Electric and elastic singularity eigenanalysis of the V-notch in a piezoelectric Reissner plate

Abstract

The singular eigenstate with respect to the stress and electric displacement at the vertex of a V-notch in a piezoelectric plate is investigated. The displacement and electric potential near the vertex of a V-notch are expressed as series asymptotic expansions, and their typical terms are substituted into the governing equations to establish the singularity eigenequations, from which the singularity orders and angular eigenfunctions can be yielded by the interpolating matrix method. The coupling effect of elastic and electric singularities can be found by distinguishing the singularity orders from their angular eigenfunctions. There are most four singularity orders for the V-notch in a piezoelectric Reissner plate, which is one more than the one in a homogeneous plate. Two orders are corresponding to the singularity of bending moment and electric displacement in the thickness direction, and another two orders are with respect to the singularity of shear force and electric displacement in the mid-plane.
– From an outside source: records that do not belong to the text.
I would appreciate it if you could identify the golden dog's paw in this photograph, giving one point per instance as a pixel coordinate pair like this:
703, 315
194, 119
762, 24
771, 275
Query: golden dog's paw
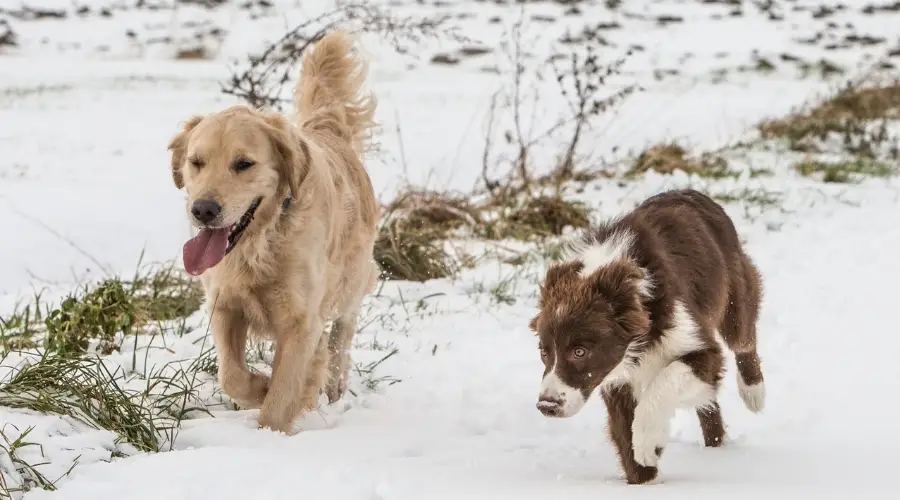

The free and electrically opened, and clamped and electrically closed boundary conditions are respectively introduced to investigate the influence of boundary conditions on the singularity. It is found that the singularity orders with respect to bending moment and electric displacement in the thickness direction change with boundary conditions, while the singularity orders with respect to shear force and electric displacement in the mid-plane are identical under these two kinds of boundary conditions.